Cour d’appel de Lyon, le 5 septembre 2011, n°10/04306

La Cour d’appel de Lyon, le 5 septembre 2011, statue sur une demande de pension alimentaire formée par une mère au nom de trois enfants communs. Le Tribunal de grande instance avait, par un jugement du 27 avril 2010, rejeté cette demande. La mère fait appel de cette décision. La Cour d’appel, après avoir constaté l’absence de justification précise des ressources de la mère et du père, infirme le jugement et condamne ce dernier au paiement d’une pension mensuelle de 300 euros. La question de droit posée est celle des conditions de mise à la charge d’un parent du versement d’une pension alimentaire lorsque les ressources de chacun ne sont pas pleinement établies. La solution retenue consacre une approche pragmatique de l’obligation d’entretien, fondée sur une présomption de solvabilité du parent défaillant.

**I. L’affirmation d’une obligation alimentaire présumée malgré l’incertitude des ressources**

La Cour écarte l’exigence d’une preuve certaine des ressources du débiteur potentiel.

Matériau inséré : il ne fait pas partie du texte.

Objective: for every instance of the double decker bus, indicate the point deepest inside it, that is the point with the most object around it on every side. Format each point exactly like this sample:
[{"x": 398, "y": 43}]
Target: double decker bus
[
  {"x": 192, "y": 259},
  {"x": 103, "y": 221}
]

Elle retient que le père, bien que non justifiées, dispose vraisemblablement de revenus suffisants. Elle motive ainsi sa décision : « la carence récurrente de ce dernier qui, depuis 2004, a pu sans aucun doute trouver des sources de revenus pour lui permettre de subvenir à ses propres besoins, permet de considérer qu’il est à même de contribuer à l’entretien et à l’éducation » des enfants. Cette présomption de solvabilité s’appuie sur le simple fait que l’intéressé assure sa propre subsistance depuis plusieurs années. Elle pallie ainsi l’impossibilité pour le créancier de rapporter la preuve formelle des ressources de l’autre parent, souvent difficile à obtenir.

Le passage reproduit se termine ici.